LCRMH. What is the answer?





Change is hard, but E. Ky. must examine what has failed and why.





Conversations yesterday concerning the recent report by Consumer Reports concerning the published safety records of Lake Cumberland Regional Medical Center finally began to get at the root of the problem.  Some good public initiatives were offered to bring pressure on the hospital to improve its record but in the absence of some financial or regulatory imperative public opinion has little effect.



The news of this report was published in the local paper but it seemed that it was only to put the hospital administration's defense forward.  The hospital said that the problem was not in the safety record but, rather, in the data that the hospital had provided to Medicare and Medicaid and that when those errors were corrected the local hospital had a safety record comparable to others of this size.  There was no attempt to verify those claims nor was there any mention of the reporters queries about the veracity of the CEO's statements.  In other words, a whitewash.
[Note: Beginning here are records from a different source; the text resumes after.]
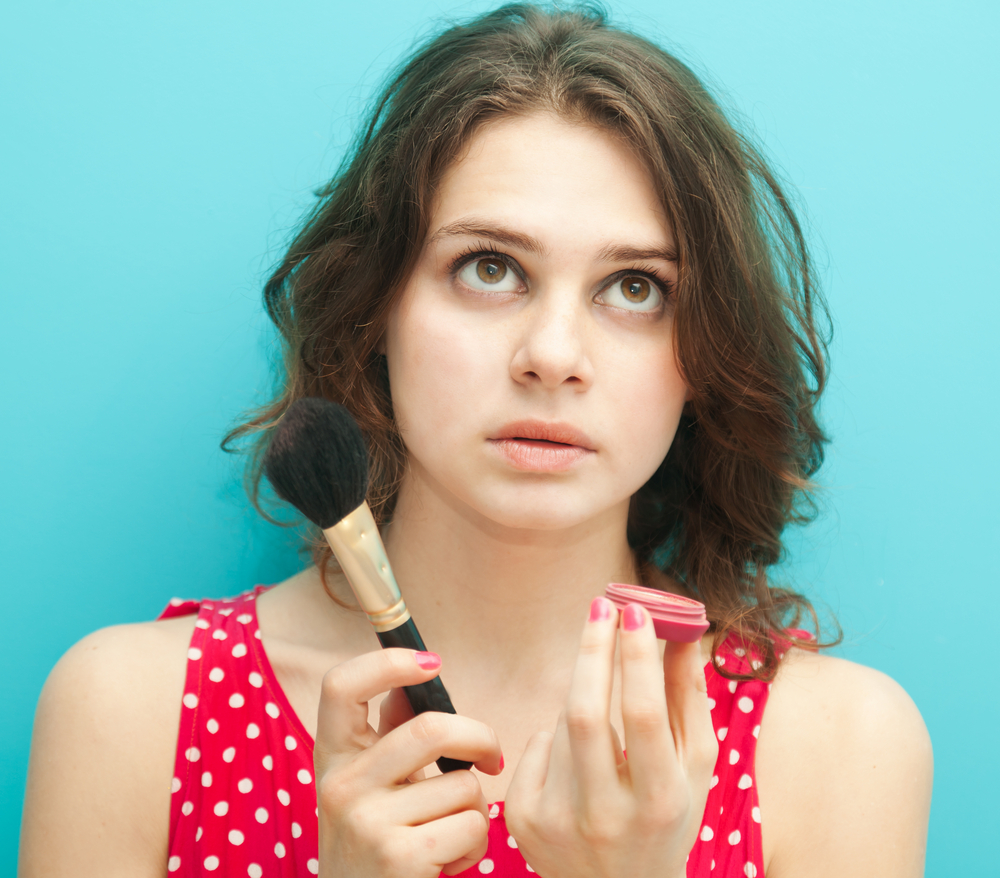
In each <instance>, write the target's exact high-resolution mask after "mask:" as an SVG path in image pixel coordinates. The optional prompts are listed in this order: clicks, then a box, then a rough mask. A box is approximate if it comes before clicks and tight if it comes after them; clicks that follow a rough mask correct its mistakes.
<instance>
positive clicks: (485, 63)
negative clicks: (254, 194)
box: [223, 4, 836, 679]
mask: <svg viewBox="0 0 1000 878" xmlns="http://www.w3.org/2000/svg"><path fill="white" fill-rule="evenodd" d="M536 111H549V112H555V113H558V114H559V115H561V116H563V117H565V118H569V119H571V120H576V121H583V122H586V123H589V124H591V125H595V126H598V127H599V128H601V129H602V130H605V131H607V132H610V133H611V134H613V135H614V136H616V137H618V138H620V139H621V141H622V142H624V143H626V144H627V145H629V146H630V147H631V148H632V149H633V150H634V151H635V152H636V154H637V155H638V156H639V157H640V158H641V159H642V161H644V162H645V163H646V165H647V166H648V168H649V170H650V172H651V174H652V177H653V180H654V182H655V185H656V186H657V187H658V189H659V192H660V197H661V200H662V203H663V207H664V210H665V212H666V215H667V217H668V219H669V221H670V223H671V225H672V228H673V230H674V233H675V236H676V239H677V246H678V257H679V258H678V262H679V279H678V283H677V288H676V310H675V319H674V332H675V336H676V338H675V341H676V350H677V352H678V360H679V364H680V367H681V370H682V372H683V375H684V377H685V379H686V381H687V384H688V385H689V387H690V390H691V394H692V398H691V400H690V402H689V403H688V404H687V406H686V408H685V410H684V413H683V415H682V418H681V422H680V426H679V429H678V431H677V435H676V438H675V439H674V442H673V445H672V447H671V449H670V451H669V453H668V454H667V456H666V458H665V460H664V461H663V463H662V464H661V466H660V467H659V469H658V470H657V472H656V473H655V474H654V475H653V477H652V478H651V479H650V480H649V482H648V483H647V484H646V485H644V486H643V487H642V488H641V489H640V490H639V491H638V492H637V493H636V495H635V496H634V497H633V500H632V504H631V508H630V513H629V523H628V538H629V542H630V545H631V546H632V547H633V549H634V551H635V554H636V558H637V561H638V562H639V564H640V566H641V569H644V570H645V571H646V574H649V573H650V572H651V568H652V567H655V568H658V569H659V570H660V571H662V572H664V573H666V574H668V575H669V576H671V577H673V578H675V579H676V580H678V581H679V582H681V583H683V584H684V585H685V587H686V588H687V589H689V590H690V591H691V592H692V593H693V594H694V595H695V596H696V597H698V598H699V599H700V600H701V601H703V602H704V603H705V605H706V607H707V612H708V616H709V619H710V621H711V622H712V625H713V628H714V632H715V643H714V647H713V654H714V652H715V651H716V650H717V649H718V648H719V645H720V644H721V642H722V640H723V639H725V637H726V636H727V635H728V634H730V633H731V632H733V631H736V632H737V633H738V634H739V635H740V636H741V637H742V639H743V641H744V642H745V644H746V645H747V646H748V647H749V648H751V649H753V650H754V651H755V653H756V656H757V658H756V660H755V661H754V670H753V675H754V676H756V677H759V678H761V679H770V678H771V677H773V675H774V673H775V671H776V669H777V663H778V657H779V650H780V649H781V648H782V647H780V646H779V647H777V648H776V647H775V644H774V638H775V637H777V638H779V639H789V640H793V641H795V640H797V638H796V637H795V635H793V634H790V633H789V629H790V628H793V627H796V626H798V625H799V624H800V622H801V620H802V619H803V618H805V617H808V618H811V620H812V623H813V625H814V626H817V625H818V621H817V617H816V613H815V611H814V610H813V607H812V605H811V604H810V602H809V601H808V600H807V599H806V598H804V597H803V596H802V595H800V594H796V593H794V592H792V591H789V590H787V589H782V588H777V587H775V586H773V585H771V584H770V583H769V581H768V576H767V571H768V568H770V567H772V566H773V565H774V564H775V563H777V562H778V561H779V559H780V558H781V556H782V541H781V537H782V532H783V530H784V528H785V527H786V525H787V524H789V523H790V522H805V521H808V520H810V519H811V518H812V517H814V515H815V512H816V509H815V504H814V502H813V496H812V493H811V491H812V483H811V481H810V478H811V476H812V475H813V474H814V473H815V472H816V470H817V469H818V468H819V466H820V465H821V463H822V461H823V446H824V443H825V442H826V441H827V440H826V437H825V435H824V433H823V430H822V429H821V427H820V425H819V423H818V421H817V418H816V403H817V400H818V397H819V395H820V393H821V392H822V390H823V387H824V384H825V382H826V344H827V339H828V336H827V327H828V323H829V321H828V317H827V314H826V310H825V305H824V304H823V301H822V298H821V297H820V295H819V293H818V292H817V290H816V289H815V286H814V282H813V276H812V270H811V263H810V258H809V254H808V251H807V247H806V242H805V239H804V236H803V233H802V228H801V226H800V223H799V221H798V219H797V217H796V215H795V213H794V211H793V209H792V206H791V205H790V202H789V199H788V198H787V197H786V194H785V192H784V191H783V189H782V187H781V186H780V185H779V182H778V180H777V178H776V176H775V174H774V173H773V172H772V170H771V169H770V168H769V167H768V164H767V162H766V161H765V160H764V158H763V157H762V155H761V153H760V151H759V150H758V149H756V148H755V147H754V145H753V144H752V143H751V142H750V140H749V139H748V138H747V137H745V136H744V135H742V134H740V133H739V132H738V131H737V130H736V128H735V127H734V126H733V125H732V124H731V123H730V121H729V120H728V119H727V118H726V115H725V114H724V112H723V111H722V110H721V108H720V107H719V105H718V104H717V103H716V101H715V100H714V99H713V98H712V96H711V95H710V94H709V92H708V91H707V89H706V88H705V87H704V86H703V85H702V83H701V82H700V81H699V80H698V78H697V77H696V76H695V75H694V74H693V73H692V72H691V70H690V69H689V68H688V67H687V66H685V65H684V64H683V63H682V62H681V61H679V60H678V59H677V58H675V57H673V56H672V55H670V54H668V53H667V52H665V51H664V50H662V49H661V48H659V47H657V46H656V45H654V44H652V43H651V42H649V41H647V40H645V39H643V38H641V37H639V36H636V35H634V34H632V33H629V32H626V31H623V30H620V29H617V28H613V27H611V26H610V25H609V24H608V21H607V16H606V15H605V13H604V12H603V11H602V10H601V9H600V8H598V7H595V6H590V5H588V6H582V7H574V8H572V9H545V8H541V7H538V6H533V5H521V4H513V5H508V6H504V7H502V8H500V9H497V10H495V11H493V12H490V13H488V14H486V15H482V16H480V17H479V18H476V19H475V20H473V21H471V22H469V23H467V24H460V25H457V26H452V27H450V28H448V29H447V30H445V31H444V32H443V33H441V34H440V35H438V36H436V37H434V38H433V39H431V40H430V41H428V42H427V43H426V44H425V45H424V46H423V47H422V48H420V49H419V50H418V51H417V52H416V53H415V54H414V55H413V57H412V58H411V59H410V60H409V61H407V62H406V63H405V64H404V65H403V66H402V67H401V68H400V69H399V71H398V72H397V73H396V74H395V75H394V77H393V78H392V79H391V81H390V83H389V85H388V87H387V88H386V89H385V91H384V92H383V93H382V94H381V95H380V97H379V98H378V99H377V100H376V102H375V103H374V105H373V106H372V108H371V110H370V113H369V117H368V119H367V122H366V124H365V125H364V127H363V128H362V130H361V132H360V135H359V136H358V138H357V141H356V142H355V144H354V146H353V148H352V149H351V150H350V152H349V154H348V155H347V157H346V158H345V160H344V161H343V163H342V164H341V166H340V168H339V169H338V172H337V174H336V175H335V176H334V178H333V179H332V181H331V182H330V183H329V184H327V185H326V186H325V187H324V188H323V189H321V190H320V191H319V192H318V193H317V195H318V201H317V204H316V205H315V207H314V209H313V210H312V211H311V212H310V213H309V215H308V216H307V217H306V219H305V221H304V223H303V224H302V226H301V229H300V231H299V232H298V234H297V235H296V236H295V238H294V240H293V241H292V243H291V246H290V247H289V249H288V252H287V254H286V255H285V256H284V258H283V259H282V260H281V262H280V264H279V265H278V266H277V268H276V269H275V271H274V273H273V274H272V275H271V277H270V279H269V280H268V281H267V284H266V285H265V287H264V301H265V304H266V307H267V312H268V314H269V315H270V317H271V319H272V320H273V321H274V324H275V326H276V327H277V329H278V330H279V332H280V334H281V337H282V339H283V342H284V374H283V379H284V380H283V382H282V384H281V390H280V392H279V393H278V394H277V395H276V397H275V399H274V400H273V401H272V402H270V403H269V404H267V405H265V406H263V407H262V408H260V409H259V410H257V411H256V412H255V413H254V414H253V416H252V417H251V418H250V419H249V420H247V421H246V422H245V423H243V424H242V425H240V426H238V427H236V428H235V429H233V430H232V431H231V432H230V433H229V434H228V435H227V436H226V438H225V439H224V440H223V447H224V448H226V449H227V450H229V449H231V448H232V446H233V444H234V443H236V442H237V441H238V440H240V439H247V440H249V441H250V445H251V448H252V452H253V453H252V456H251V461H250V466H249V469H248V480H249V487H250V491H251V496H252V499H253V501H254V503H255V505H256V506H257V508H258V509H261V506H260V502H259V501H260V495H259V489H260V480H261V469H260V459H261V455H262V452H263V450H264V449H265V448H266V444H267V441H268V436H269V432H268V431H269V428H270V427H271V426H272V425H273V424H274V423H275V422H276V421H277V420H278V419H279V418H280V417H281V415H282V413H283V412H284V411H285V410H286V408H287V407H288V406H289V405H290V404H291V403H292V402H293V401H294V400H296V399H299V398H300V397H303V396H323V397H326V398H328V399H332V400H335V401H337V402H340V403H342V404H343V405H345V406H346V407H347V408H348V409H349V410H350V411H351V413H352V414H353V415H354V416H355V417H356V418H357V420H358V422H359V424H360V425H361V428H362V430H363V432H364V434H365V436H366V439H367V442H368V447H369V453H370V467H371V490H370V496H369V503H370V505H371V507H372V510H373V512H374V514H375V518H376V520H377V521H379V522H385V521H387V520H388V519H389V518H390V517H391V515H392V510H393V504H394V502H395V498H396V493H397V489H398V486H399V483H400V478H401V476H402V473H403V470H404V465H405V459H406V449H405V448H404V446H403V442H402V440H401V438H400V434H399V431H398V430H397V427H396V423H395V421H394V418H393V409H392V400H391V397H390V393H389V385H388V376H387V369H386V363H385V358H384V357H383V356H381V355H380V354H379V352H378V348H379V342H380V340H381V338H382V335H383V332H384V330H385V326H386V320H387V318H388V315H389V313H390V310H391V308H392V306H393V304H394V302H395V299H396V296H397V294H398V293H399V291H400V289H401V288H402V287H403V285H404V284H405V282H406V280H407V278H408V276H409V273H410V272H411V270H412V267H413V265H414V262H415V259H416V257H417V255H418V253H419V250H420V247H421V246H422V243H423V241H424V239H425V236H426V233H427V225H428V211H429V206H430V203H431V198H432V194H433V192H434V187H435V184H436V183H437V181H438V180H440V178H441V176H442V173H443V172H444V171H445V169H446V168H448V166H449V165H450V164H451V163H452V162H453V161H455V160H456V158H457V157H458V156H459V155H460V153H461V150H462V148H463V147H464V146H465V145H466V144H467V143H468V141H469V139H470V138H471V137H472V136H473V134H474V133H475V132H476V131H477V130H479V129H480V128H481V126H483V125H486V124H488V123H489V122H490V120H492V119H497V118H499V117H503V116H509V115H512V114H527V113H531V112H536ZM262 511H263V510H262ZM313 546H314V548H313V555H314V560H315V561H316V563H317V566H318V567H319V569H320V571H321V573H324V575H325V571H326V568H327V564H328V562H329V561H330V557H331V556H330V551H329V549H328V548H327V546H326V543H325V541H323V540H322V539H321V538H319V539H314V541H313ZM324 581H325V580H324ZM799 642H805V641H799ZM834 642H836V641H834ZM813 643H814V641H813ZM824 645H828V644H824ZM720 670H721V671H722V672H725V671H724V669H720Z"/></svg>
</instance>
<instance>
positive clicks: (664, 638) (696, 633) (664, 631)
mask: <svg viewBox="0 0 1000 878" xmlns="http://www.w3.org/2000/svg"><path fill="white" fill-rule="evenodd" d="M604 596H605V597H606V598H607V599H608V600H609V601H611V603H613V604H614V605H615V606H616V607H617V608H618V609H619V611H620V610H624V609H625V607H626V606H628V605H629V604H639V606H641V607H645V608H646V610H647V611H648V612H649V615H650V616H652V618H653V630H655V631H656V636H657V637H658V638H659V639H660V640H673V641H676V642H678V643H694V642H695V641H696V640H700V639H701V635H702V634H704V633H705V632H706V631H708V618H707V617H706V616H705V605H704V604H702V603H699V602H698V601H693V600H691V599H690V598H682V597H681V596H680V595H676V594H670V593H669V592H666V591H660V590H659V589H655V588H644V587H643V586H641V585H626V584H624V583H621V582H612V583H609V584H608V587H607V589H606V591H605V592H604Z"/></svg>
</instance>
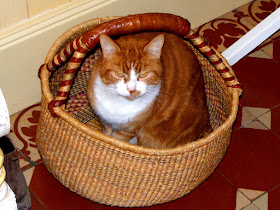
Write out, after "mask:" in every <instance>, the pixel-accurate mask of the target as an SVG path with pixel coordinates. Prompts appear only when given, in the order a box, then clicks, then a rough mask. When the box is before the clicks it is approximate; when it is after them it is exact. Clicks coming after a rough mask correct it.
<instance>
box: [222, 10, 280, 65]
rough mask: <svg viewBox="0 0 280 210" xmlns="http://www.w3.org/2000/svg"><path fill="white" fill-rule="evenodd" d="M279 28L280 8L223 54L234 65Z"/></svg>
mask: <svg viewBox="0 0 280 210" xmlns="http://www.w3.org/2000/svg"><path fill="white" fill-rule="evenodd" d="M279 29H280V8H278V9H277V10H275V11H274V12H273V13H272V14H270V15H269V16H268V17H267V18H265V19H264V20H263V21H262V22H260V23H259V24H258V25H256V26H255V27H254V28H253V29H252V30H250V31H249V32H248V33H247V34H245V35H244V36H243V37H241V38H240V39H239V40H238V41H236V42H235V43H234V44H233V45H231V46H230V47H229V48H228V49H226V50H225V51H224V52H223V53H222V56H223V57H224V58H225V59H226V60H227V61H228V63H229V65H231V66H232V65H234V64H235V63H236V62H238V61H239V60H240V59H242V58H243V57H244V56H245V55H247V54H248V53H249V52H251V51H252V50H253V49H255V48H256V47H257V46H259V45H260V44H261V43H262V42H263V41H265V40H266V39H268V38H269V37H270V36H271V35H272V34H274V33H275V32H276V31H278V30H279Z"/></svg>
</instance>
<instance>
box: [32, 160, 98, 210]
mask: <svg viewBox="0 0 280 210" xmlns="http://www.w3.org/2000/svg"><path fill="white" fill-rule="evenodd" d="M29 188H30V190H31V191H32V192H33V193H34V194H35V195H36V197H37V198H38V199H39V200H40V201H41V202H42V203H43V205H44V206H45V207H46V208H47V209H67V210H70V209H96V208H98V207H101V206H102V205H101V204H98V203H95V202H92V201H90V200H88V199H85V198H82V197H81V196H79V195H77V194H76V193H73V192H71V191H70V190H69V189H67V188H65V187H64V186H63V185H62V184H60V183H59V182H58V181H57V180H56V179H55V178H54V177H53V176H52V175H51V174H50V173H49V172H48V171H47V169H46V168H45V166H44V165H43V164H39V165H38V166H36V168H35V170H34V173H33V176H32V179H31V183H30V185H29Z"/></svg>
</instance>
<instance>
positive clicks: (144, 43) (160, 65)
mask: <svg viewBox="0 0 280 210" xmlns="http://www.w3.org/2000/svg"><path fill="white" fill-rule="evenodd" d="M163 43H164V36H163V35H158V36H156V37H155V38H153V39H152V40H149V41H145V40H141V39H133V38H123V39H122V38H120V39H119V40H117V41H113V40H112V39H111V38H109V37H108V36H106V35H101V36H100V44H101V48H102V54H103V55H102V56H103V64H102V65H103V66H102V69H101V70H100V77H101V79H102V81H103V83H104V84H105V85H106V86H110V91H113V92H114V91H115V93H114V94H119V95H121V96H123V97H125V98H127V99H134V98H137V97H139V96H142V95H144V94H146V93H147V92H149V91H152V89H153V88H154V87H156V86H158V85H159V83H160V80H161V75H162V65H161V62H160V57H161V51H162V47H163Z"/></svg>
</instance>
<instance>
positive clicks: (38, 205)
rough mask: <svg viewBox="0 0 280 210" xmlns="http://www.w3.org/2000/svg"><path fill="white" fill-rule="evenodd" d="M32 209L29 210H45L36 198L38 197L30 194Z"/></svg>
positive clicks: (31, 207) (44, 208)
mask: <svg viewBox="0 0 280 210" xmlns="http://www.w3.org/2000/svg"><path fill="white" fill-rule="evenodd" d="M29 194H30V199H31V207H30V209H29V210H45V209H46V208H45V207H44V206H43V204H42V203H41V202H40V201H39V200H38V199H37V198H36V196H35V195H34V194H33V193H32V192H30V193H29Z"/></svg>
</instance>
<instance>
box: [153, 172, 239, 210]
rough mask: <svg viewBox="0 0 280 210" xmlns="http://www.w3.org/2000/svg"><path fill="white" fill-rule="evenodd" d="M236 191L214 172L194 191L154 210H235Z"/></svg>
mask: <svg viewBox="0 0 280 210" xmlns="http://www.w3.org/2000/svg"><path fill="white" fill-rule="evenodd" d="M236 192H237V189H236V188H235V187H234V186H232V185H231V184H230V183H229V182H228V181H227V180H226V179H225V178H224V177H223V176H222V175H220V174H219V173H218V172H217V171H215V172H214V173H213V174H212V175H211V176H210V177H209V178H208V179H207V180H206V181H205V182H203V183H202V184H201V185H200V186H199V187H197V188H196V189H195V190H194V191H192V192H191V193H189V194H188V195H186V196H184V197H183V198H181V199H178V200H176V201H173V202H169V203H166V204H162V205H157V206H155V208H156V209H185V210H193V209H201V210H204V209H205V210H208V209H217V210H219V209H221V210H222V209H227V210H230V209H235V204H236Z"/></svg>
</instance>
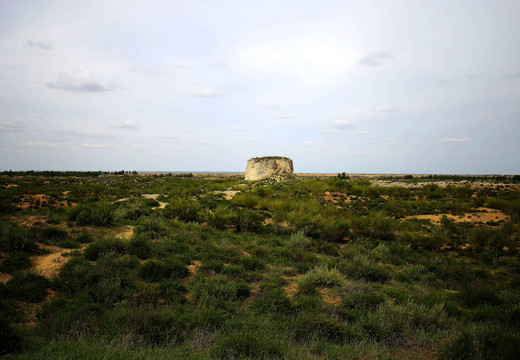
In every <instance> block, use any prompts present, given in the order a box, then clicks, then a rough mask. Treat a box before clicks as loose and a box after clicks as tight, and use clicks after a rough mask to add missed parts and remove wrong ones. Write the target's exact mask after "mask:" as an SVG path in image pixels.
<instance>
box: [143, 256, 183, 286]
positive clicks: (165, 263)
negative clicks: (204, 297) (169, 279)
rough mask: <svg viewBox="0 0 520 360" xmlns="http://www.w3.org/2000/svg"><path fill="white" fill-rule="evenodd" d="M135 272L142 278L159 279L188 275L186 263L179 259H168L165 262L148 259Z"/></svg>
mask: <svg viewBox="0 0 520 360" xmlns="http://www.w3.org/2000/svg"><path fill="white" fill-rule="evenodd" d="M137 274H138V275H139V277H140V278H141V279H143V280H147V281H161V280H163V279H181V278H184V277H186V276H188V274H189V271H188V268H187V267H186V265H184V264H183V263H181V262H180V261H177V260H173V259H168V260H166V261H165V262H161V261H157V260H148V261H146V262H144V263H143V264H141V265H140V266H139V268H138V269H137Z"/></svg>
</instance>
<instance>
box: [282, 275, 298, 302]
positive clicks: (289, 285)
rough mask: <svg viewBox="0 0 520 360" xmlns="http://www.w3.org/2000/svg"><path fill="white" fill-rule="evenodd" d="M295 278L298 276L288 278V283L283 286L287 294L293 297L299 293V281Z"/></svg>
mask: <svg viewBox="0 0 520 360" xmlns="http://www.w3.org/2000/svg"><path fill="white" fill-rule="evenodd" d="M295 279H296V278H287V281H288V282H287V285H285V286H284V287H283V288H282V289H283V291H284V292H285V295H287V297H289V298H291V299H292V298H293V297H294V296H295V295H296V294H297V293H298V282H297V281H295Z"/></svg>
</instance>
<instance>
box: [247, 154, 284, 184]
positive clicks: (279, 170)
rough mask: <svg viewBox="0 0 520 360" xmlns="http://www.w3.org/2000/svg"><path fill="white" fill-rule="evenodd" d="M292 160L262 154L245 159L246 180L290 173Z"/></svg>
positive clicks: (250, 179) (276, 156)
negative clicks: (245, 164)
mask: <svg viewBox="0 0 520 360" xmlns="http://www.w3.org/2000/svg"><path fill="white" fill-rule="evenodd" d="M293 171H294V170H293V163H292V160H291V159H289V158H286V157H283V156H264V157H259V158H252V159H249V160H248V161H247V167H246V180H252V181H254V180H262V179H266V178H268V177H271V176H273V175H291V174H292V173H293Z"/></svg>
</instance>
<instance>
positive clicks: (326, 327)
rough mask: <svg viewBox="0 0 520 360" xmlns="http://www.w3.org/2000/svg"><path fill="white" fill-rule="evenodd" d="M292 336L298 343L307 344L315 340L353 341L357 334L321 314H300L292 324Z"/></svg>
mask: <svg viewBox="0 0 520 360" xmlns="http://www.w3.org/2000/svg"><path fill="white" fill-rule="evenodd" d="M293 336H294V339H295V340H296V341H298V342H308V341H312V340H314V339H316V338H321V339H326V340H327V341H330V342H333V343H343V342H346V341H351V340H354V339H356V338H357V337H358V334H356V333H355V332H353V331H352V330H351V329H350V328H349V327H348V326H346V325H345V324H343V323H341V322H339V321H337V320H334V319H332V318H330V317H327V316H325V315H323V314H307V313H302V314H300V315H299V316H298V317H297V318H296V320H295V321H294V323H293Z"/></svg>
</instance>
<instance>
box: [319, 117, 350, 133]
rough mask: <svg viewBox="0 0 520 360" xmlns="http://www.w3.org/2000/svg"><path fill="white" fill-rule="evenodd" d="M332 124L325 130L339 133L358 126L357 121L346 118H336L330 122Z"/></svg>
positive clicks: (326, 131)
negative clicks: (342, 130)
mask: <svg viewBox="0 0 520 360" xmlns="http://www.w3.org/2000/svg"><path fill="white" fill-rule="evenodd" d="M329 125H330V126H329V127H328V128H326V129H325V130H324V132H326V133H337V132H340V131H342V130H345V129H352V128H354V127H356V126H357V123H355V122H353V121H351V120H346V119H340V120H335V121H333V122H331V123H330V124H329Z"/></svg>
The referenced article in this post is not about the hospital but it is about the underlying cause of less than satisfactory performance. This hospital is part of a larger chain of for-profit hospitals and it is no surprise that the bottom line is paramount.  I don't want to argue either the business model or the safety record but the overall attitude by local communities toward businesses such as this.



As Mr. Caudill states the problem is us.  Not them, they are doing what they do but, rather, the local people who are leaders in the community and who hold the reins of power.  Many of the people who have built successful businesses in our local area have contributed to the growth of the Somerset-Pulaski County area but as that generation ages they become more stolid and more concerned with protection of their own assets and influence.  Attitudes such as that hold an area hostage to their preferences because they hold the reins to political power and finance.  Such is the case with LCRMC.  The Board of Trustees (it is inaccurate to say Board of Directors because that operates at the corporate level) of the local hospital is made up of people who are from that caste of people who have made theirs and want to maintain the status quo.  As Mr. Caudill states, it is only when those people begin to value the community's well being more than their own that they are willing and able to be effective for the prosperity of the community.  Locally, that caste is beginning to age out and an new generation is taking their place but many of the newcomers have been well indoctrinated by those whom they would replace.  That has to change and the pace of that change is too slow.



What is the solution?  The only tool that the unempowered have is organization.  It is only through organization that the individual becomes powerful enough to stand against entrenched interests.  Many of our citizens are poorly educated and poorly compensated and do not understand how power is exercised.  The solution to this problem and many others is to organize and educate.